09/11/2006

Ex-autarca continua a denunciar actos ilícitos


Rui Santos


Ex-autarca continua a denunciar actos ilícitos
Paulo Morais defende o ataque cerrado às causas da corrupção

O grande problema no combate à corrupção reside na falta de abordagem às causas que a originam. Esta é a convicção de Paulo Morais, que no último debate promovido pelo Clube dos Pensadores, disse mesmo que a corrupção “é um tema esquisito na sociedade portuguesa. Ou é moda ou é tabu”. Para o ex-autarca da Câmara Municipal do Porto discute-se “muito” os sujeitos e as consequências.
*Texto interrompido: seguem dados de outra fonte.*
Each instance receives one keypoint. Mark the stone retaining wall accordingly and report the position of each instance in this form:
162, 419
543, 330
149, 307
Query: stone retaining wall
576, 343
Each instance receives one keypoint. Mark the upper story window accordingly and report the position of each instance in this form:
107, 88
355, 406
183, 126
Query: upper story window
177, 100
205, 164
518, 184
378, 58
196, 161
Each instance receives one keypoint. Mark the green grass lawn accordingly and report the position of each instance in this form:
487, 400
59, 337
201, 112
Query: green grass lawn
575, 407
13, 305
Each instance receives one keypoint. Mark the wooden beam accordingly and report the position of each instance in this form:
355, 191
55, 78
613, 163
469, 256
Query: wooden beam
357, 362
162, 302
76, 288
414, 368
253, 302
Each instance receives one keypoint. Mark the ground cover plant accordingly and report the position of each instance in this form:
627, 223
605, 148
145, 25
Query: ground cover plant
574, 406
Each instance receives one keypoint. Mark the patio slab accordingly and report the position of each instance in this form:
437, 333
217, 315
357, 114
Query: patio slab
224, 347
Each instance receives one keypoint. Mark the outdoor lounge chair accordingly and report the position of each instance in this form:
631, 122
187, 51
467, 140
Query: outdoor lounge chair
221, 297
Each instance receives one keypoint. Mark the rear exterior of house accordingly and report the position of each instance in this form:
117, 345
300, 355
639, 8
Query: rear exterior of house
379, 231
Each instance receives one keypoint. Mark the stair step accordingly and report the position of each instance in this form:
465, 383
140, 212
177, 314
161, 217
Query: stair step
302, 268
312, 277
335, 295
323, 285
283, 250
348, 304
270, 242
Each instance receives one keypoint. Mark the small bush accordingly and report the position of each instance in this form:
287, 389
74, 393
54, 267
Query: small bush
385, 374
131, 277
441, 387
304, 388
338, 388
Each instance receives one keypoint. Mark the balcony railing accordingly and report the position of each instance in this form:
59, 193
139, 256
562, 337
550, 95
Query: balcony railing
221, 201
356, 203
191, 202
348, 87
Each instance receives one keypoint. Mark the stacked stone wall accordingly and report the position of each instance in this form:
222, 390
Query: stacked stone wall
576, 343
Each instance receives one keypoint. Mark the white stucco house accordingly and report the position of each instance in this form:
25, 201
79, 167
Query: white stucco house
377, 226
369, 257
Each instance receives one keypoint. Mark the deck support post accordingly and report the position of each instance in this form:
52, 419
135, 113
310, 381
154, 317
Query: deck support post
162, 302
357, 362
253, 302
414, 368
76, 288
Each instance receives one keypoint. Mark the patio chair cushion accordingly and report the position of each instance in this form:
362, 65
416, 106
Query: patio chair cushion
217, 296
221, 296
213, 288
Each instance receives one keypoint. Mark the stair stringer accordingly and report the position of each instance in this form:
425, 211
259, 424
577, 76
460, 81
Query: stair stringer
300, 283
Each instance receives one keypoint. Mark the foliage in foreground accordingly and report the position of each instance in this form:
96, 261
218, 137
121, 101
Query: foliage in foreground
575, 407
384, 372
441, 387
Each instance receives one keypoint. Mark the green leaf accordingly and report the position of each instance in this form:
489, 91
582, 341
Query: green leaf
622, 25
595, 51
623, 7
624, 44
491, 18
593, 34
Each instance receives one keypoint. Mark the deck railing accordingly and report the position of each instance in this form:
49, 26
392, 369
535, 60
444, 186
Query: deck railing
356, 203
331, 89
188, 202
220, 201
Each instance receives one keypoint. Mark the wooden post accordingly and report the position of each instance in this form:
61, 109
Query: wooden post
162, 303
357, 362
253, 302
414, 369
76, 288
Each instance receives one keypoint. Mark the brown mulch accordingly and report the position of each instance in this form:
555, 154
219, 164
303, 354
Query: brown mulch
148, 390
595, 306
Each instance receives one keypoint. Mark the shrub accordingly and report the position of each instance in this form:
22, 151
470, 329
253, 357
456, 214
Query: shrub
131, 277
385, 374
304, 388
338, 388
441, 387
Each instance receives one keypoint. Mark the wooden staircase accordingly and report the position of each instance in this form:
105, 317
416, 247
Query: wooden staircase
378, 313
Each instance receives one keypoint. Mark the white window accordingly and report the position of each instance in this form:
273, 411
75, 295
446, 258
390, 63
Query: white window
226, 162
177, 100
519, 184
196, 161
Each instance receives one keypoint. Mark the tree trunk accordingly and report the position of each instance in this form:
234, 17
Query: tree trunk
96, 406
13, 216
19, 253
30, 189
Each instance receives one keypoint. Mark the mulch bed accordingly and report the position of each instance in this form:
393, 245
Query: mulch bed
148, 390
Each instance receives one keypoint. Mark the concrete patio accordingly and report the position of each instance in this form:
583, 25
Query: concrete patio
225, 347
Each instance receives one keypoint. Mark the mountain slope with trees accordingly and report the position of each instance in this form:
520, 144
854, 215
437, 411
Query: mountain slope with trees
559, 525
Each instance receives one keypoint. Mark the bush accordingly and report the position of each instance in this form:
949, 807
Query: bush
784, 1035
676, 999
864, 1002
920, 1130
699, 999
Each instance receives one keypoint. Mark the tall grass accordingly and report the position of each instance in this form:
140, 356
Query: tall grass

A ausência de um debate sobre as causas torna a corrupção uma “passerelle onde alguns se passeiam”.
No debate organizado pelo Clube dos Pensadores, Paulo Morais abordou essencialmente a corrupção nos pelouros de urbanismo das autarquias, numa clara alusão à sua experiência na Câmara do Porto e às denúncias que efectuou à Polícia Judiciária (PJ). Segundo o ex-número dois de Rui Rio, as principais funções destes órgãos autárquicos - “planear o território, licenciar e fiscalizar” - são passíveis de subversão, bastando para isso conhecer bem o sistema e ter acesso a um bom gabinete de advogados, “que muitas vezes são os fazem assessoria à Assembleia da República na legislação e depois dão pareceres imperceptíveis. Não sei como é que não há prédios no meio do Rio Douro”.
Para uma plateia bastante atenta, o antigo vice-presidente da autarquia portuense deu igualmente soluções para terminar com a corrupção, confusão administrativa e tráfico de influências, que levam à transferência, no mínimo dúbia, de solos de reserva agrícola para solos com potencialidade construtiva. Paulo Morais defendeu a simplificação dos Planos Directores Municipais, que são “documentos de planeamento imperceptíveis e que não se conseguem discutir publicamente. O planeamento devia ter poucas páginas e ser simples”.
A pouca clarividência das regras faz com que o licenciamento se torne num processo burocrático moroso. “As regras deviam ser claras para facilitar o licenciamento”. Já a fiscalização, segundo Paulo Morais, é uma “fraude absoluta” nos moldes em que se mantém, o que leva a “uma figa sistemática. A fiscalização devia ser aleatória para todos os edifícios, seja de que ano for, mas com regulamentos diferentes”. Paulo Morais terminou dizendo que a corrupção pode ser “combatida de forma sistemática. O tema tem que ser debatido e a justiça tem que ser funcional”.

Documentos são enviados para o Ministério Público

Questionado sobre o processo de corrupção autárquica em que já foi ouvido pelo Departamento Central de Investigação e Acção Penal, Paulo Morais referiu que todos os documentos que lhe têm chegado às mãos “são entregues na PJ”, depois de confirmada a “veracidade dos factos, porque nem tudo o que me entregam é verídico”.

“Corrupção faz parte da Natureza Humana”

Frederico Valarinho, director da revista Focus, foi um dos convidados do Clube dos Pensadores para este debate. Para o jornalista, “a corrupção existe porque faz parte da Natureza Humana” e deu como exemplo o processo de criação de Portugal, em que “D. Afonso Henriques corrompeu o Papa”. A solução, num país que “não se escandaliza com a corrupção”, passa pela “denúncia”.
César Costa, arquitecto, foi o convidado da plateia e falou na sua experiência de trabalho com as autarquias. O poder político é um dos principais responsáveis na corrupção, já que “a justiça não funciona e, por isso, Portugal não é um Estado de direito democrático”. Joaquim Jorge, membro fundador do Clube, também apontou o dedo ao “poder político”, que é quem “nomeia o poder judicial”. Para o biólogo a solução seria “criar um órgão independente de combate à corrupção”.